Siyaset eğer gariban insanları bu duruma düşürmek ise, toplumdan dışlamak ise, "nereye giderseniz gidin" demek ise, bir kuru ekmeğe muhtaç etmek ise, yok pahasına evlerine el koymak, sokaklara terk etmek ve hele şu Ramazan ayında "neye ihtiyacınız var" diye sormamak ise lanet olsun öyle siyasete lanet olsun öyle siyasetçiye!!!

 

 

“CÜBBENİN NE ANLAMA GELDİĞİNİ BİLMİYOR”

Üzerimdeki cübbemin onurudur insan hakkını savunmak..! Ancak her şeyden önce bir insanın üzerinde vicdan cübbesi bulunmalı, insan onuru cübbesi bulunmalı, merhamet cübbesi bulunmalı. Sayın Yılmazer üzerimdeki cübbenin ne anlama geldiğini bilmeden "çıkarsın" demiş. Ben de diyorum ki "Sayın Yılmazer size yukarıda birçok "cübbe" ismi saydım, bunlardan bir tanesini dahi giyerseniz eğer ne demek istediğimi çok iyi anlayacaksınız.
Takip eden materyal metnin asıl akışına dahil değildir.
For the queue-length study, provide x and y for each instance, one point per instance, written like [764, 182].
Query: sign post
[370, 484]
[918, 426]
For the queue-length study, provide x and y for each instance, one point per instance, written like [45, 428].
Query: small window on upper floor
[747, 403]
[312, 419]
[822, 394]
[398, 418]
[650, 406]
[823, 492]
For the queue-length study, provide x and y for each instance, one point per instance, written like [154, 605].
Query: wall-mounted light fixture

“GİDİN NE İHTİYACINIZ VAR DİYE SORUN”

Gidin o insanların yanına, ağlayan yaşlı hasta kadınları dinleyin, annesi sütten kesilmiş bebekleri kucağınıza alın, "neye ihtiyacınız var" diye sorun, dertlerini dinleyin, bakalım size neler söyleyecekler? Ben vicdana inanan bir insanım lütfen vicdanınızın sesini duymaya çalışın! Hadi isterseniz beraber gidelim o insanların yanına ama sakın ola bir daha üzerimdeki cübbe için "çıkar cübbeyi" demeye kalkmayın! Zira İnsan Haklarını ve Hukuku Savunmak yasanın Barolara verdiği en önemli görevlerden biridir. Bunu sakın unutmayın!!!